The woman is caught in meshes of time, interwoven memories of certain objects and places: skyscrapers, solitary beaches on western coasts, limestone hills speckled with Neolithic deadhouses. European palaces converted into temples devoted to that last sacred object, the art work. Red North African landscapes, cattle egrets rising above shepherds in one great flock. Suburbs in parched hills, like citadels auguring doom; one man's paradise, a desert. City streets swollen with crowds in fancy dress; her youth, a series of masks. A Victorian attic, haunted by a ginger cat.
The mental images become spells, shifting attention from the everyday, to the sites of the past, made strange by geographical and temporal distance. She walks through the streets of the small town in a dreamy daze, recalling friends, lovers, and incidents. She remembers the feelings she had in those other, faraway places, like a space alien encountering the curious artefacts of a weird civilisation.

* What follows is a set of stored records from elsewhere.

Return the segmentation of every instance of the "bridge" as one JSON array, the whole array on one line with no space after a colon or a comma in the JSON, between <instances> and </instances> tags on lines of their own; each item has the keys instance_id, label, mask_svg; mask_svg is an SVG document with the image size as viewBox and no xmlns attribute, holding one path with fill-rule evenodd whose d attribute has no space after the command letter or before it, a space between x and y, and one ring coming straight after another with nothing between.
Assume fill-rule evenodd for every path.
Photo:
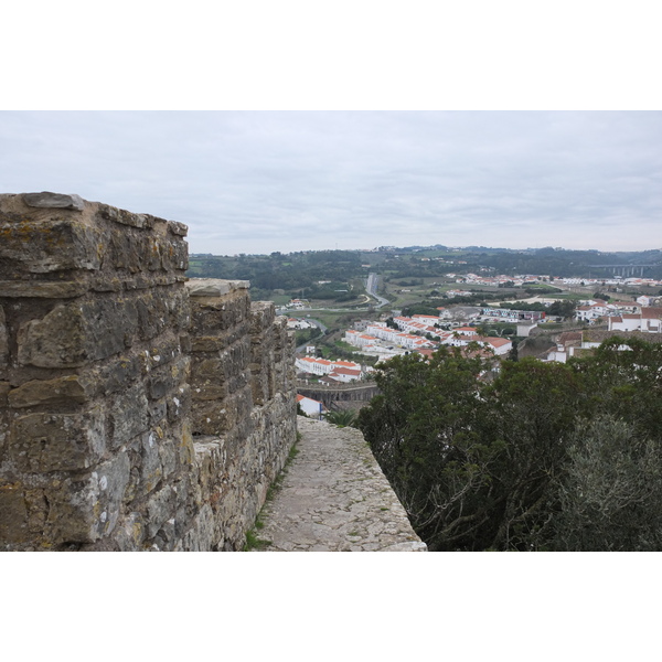
<instances>
[{"instance_id":1,"label":"bridge","mask_svg":"<svg viewBox=\"0 0 662 662\"><path fill-rule=\"evenodd\" d=\"M349 384L313 384L297 380L297 393L323 403L328 409L345 409L350 406L360 409L380 394L374 382L353 382Z\"/></svg>"},{"instance_id":2,"label":"bridge","mask_svg":"<svg viewBox=\"0 0 662 662\"><path fill-rule=\"evenodd\" d=\"M611 271L615 276L622 276L623 278L643 278L643 270L650 269L654 267L660 267L660 265L590 265L591 269L607 269Z\"/></svg>"}]
</instances>

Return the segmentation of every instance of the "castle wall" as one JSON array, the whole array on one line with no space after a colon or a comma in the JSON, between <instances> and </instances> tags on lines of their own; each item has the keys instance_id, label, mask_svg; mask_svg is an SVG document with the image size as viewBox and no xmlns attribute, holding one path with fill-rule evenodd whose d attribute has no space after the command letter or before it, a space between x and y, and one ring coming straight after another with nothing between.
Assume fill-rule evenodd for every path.
<instances>
[{"instance_id":1,"label":"castle wall","mask_svg":"<svg viewBox=\"0 0 662 662\"><path fill-rule=\"evenodd\" d=\"M185 285L185 235L0 195L0 548L241 547L295 440L293 349L246 284Z\"/></svg>"}]
</instances>

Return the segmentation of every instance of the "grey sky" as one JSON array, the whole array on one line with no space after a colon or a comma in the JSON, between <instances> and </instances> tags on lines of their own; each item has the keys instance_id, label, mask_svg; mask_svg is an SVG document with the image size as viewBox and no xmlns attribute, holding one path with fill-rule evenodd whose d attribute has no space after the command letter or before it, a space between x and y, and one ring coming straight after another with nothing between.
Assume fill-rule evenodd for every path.
<instances>
[{"instance_id":1,"label":"grey sky","mask_svg":"<svg viewBox=\"0 0 662 662\"><path fill-rule=\"evenodd\" d=\"M192 253L662 247L660 111L2 111L1 192L189 225Z\"/></svg>"}]
</instances>

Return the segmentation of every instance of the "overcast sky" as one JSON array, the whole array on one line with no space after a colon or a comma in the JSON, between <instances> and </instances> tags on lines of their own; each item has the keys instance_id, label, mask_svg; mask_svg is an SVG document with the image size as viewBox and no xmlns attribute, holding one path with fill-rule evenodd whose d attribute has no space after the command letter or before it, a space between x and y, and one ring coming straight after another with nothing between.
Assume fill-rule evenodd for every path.
<instances>
[{"instance_id":1,"label":"overcast sky","mask_svg":"<svg viewBox=\"0 0 662 662\"><path fill-rule=\"evenodd\" d=\"M660 111L3 111L2 192L189 225L192 253L662 248Z\"/></svg>"}]
</instances>

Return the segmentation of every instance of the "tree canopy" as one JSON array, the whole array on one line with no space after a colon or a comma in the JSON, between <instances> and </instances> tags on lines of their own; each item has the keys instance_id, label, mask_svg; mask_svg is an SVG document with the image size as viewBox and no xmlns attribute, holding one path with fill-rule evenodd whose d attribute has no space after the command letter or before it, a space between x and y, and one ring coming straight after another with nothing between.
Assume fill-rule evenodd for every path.
<instances>
[{"instance_id":1,"label":"tree canopy","mask_svg":"<svg viewBox=\"0 0 662 662\"><path fill-rule=\"evenodd\" d=\"M662 549L662 348L391 360L359 427L431 551Z\"/></svg>"}]
</instances>

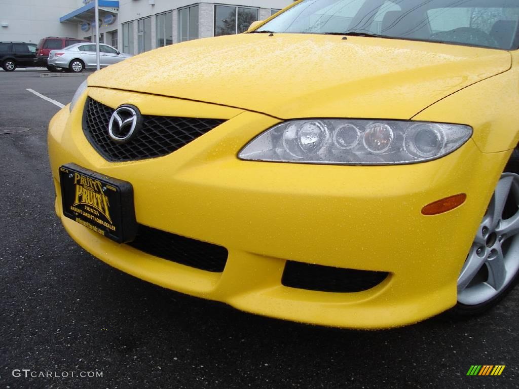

What did Ann say that night last winter before she died? Did I dream it? Ann had wondered if a place she had remembered was a dream, something conjured by the fog induced by cancer treatments. Maybe it was both, real and phantasm, an intermingling of actual and imagined or subconscious contents. In remembering, we rebuild the homes of the past; in dreaming, their true meaning may become more apparent.